Among the most successful international theatre franchises of the last 20 years were Blue Man, Stomp and Tap Dogs, so put their various skills under one industrial roof and you have the formula for Tap Factory.
It’s a show that combines the street-smart percussion of Stomp, the vaudevillian appeal of tap dancing, and a little of the stage theatrics of Blue Man – and more besides.
Extreme body-popping, gymnastics, clowning and even sand dancing . . . shades of Wilson, Keppel and Betty for those old enough to admit to the memory, or to the days when each aspect here would have been regarded as a speciality act on a variety show bill.
Then there was the pole-dancing and a routine involving a garden recliner that you would very definitely not want to try at home!
These days it’s all served up, on an industrial-style stage setting, by eight toned and muscle-bound hunks, who remain pretty well mute throughout. In the absence of a theatre programme introductions would have been nice, although one or two clear characters emerge throughout.

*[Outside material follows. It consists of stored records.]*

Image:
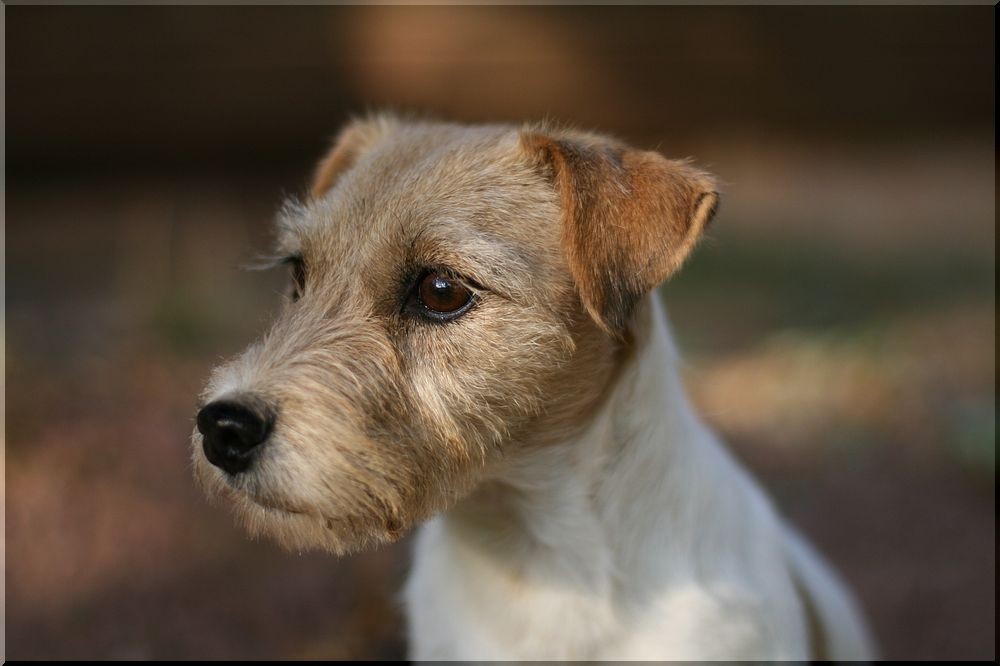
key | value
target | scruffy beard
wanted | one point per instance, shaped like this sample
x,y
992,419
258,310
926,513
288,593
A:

The put-upon class clown, the indignant brush-sweeper, or the whistle-blowing lead drummer for instance.
For a show that’s all about percussion though, it’s a shame that Tap Factory should occasionally lose its rhythm.
It’s erratic in its pace, stealing its own momentum for an interval and having to reassert itself for a second act, when it might have all naturally built towards the splashing climax in one 90-minute performance.
The warm-up routine and audience involvement of the second act feel particularly over-stretched and take some of the shine off what is exhilarating entertainment when it gets into its thumping stride.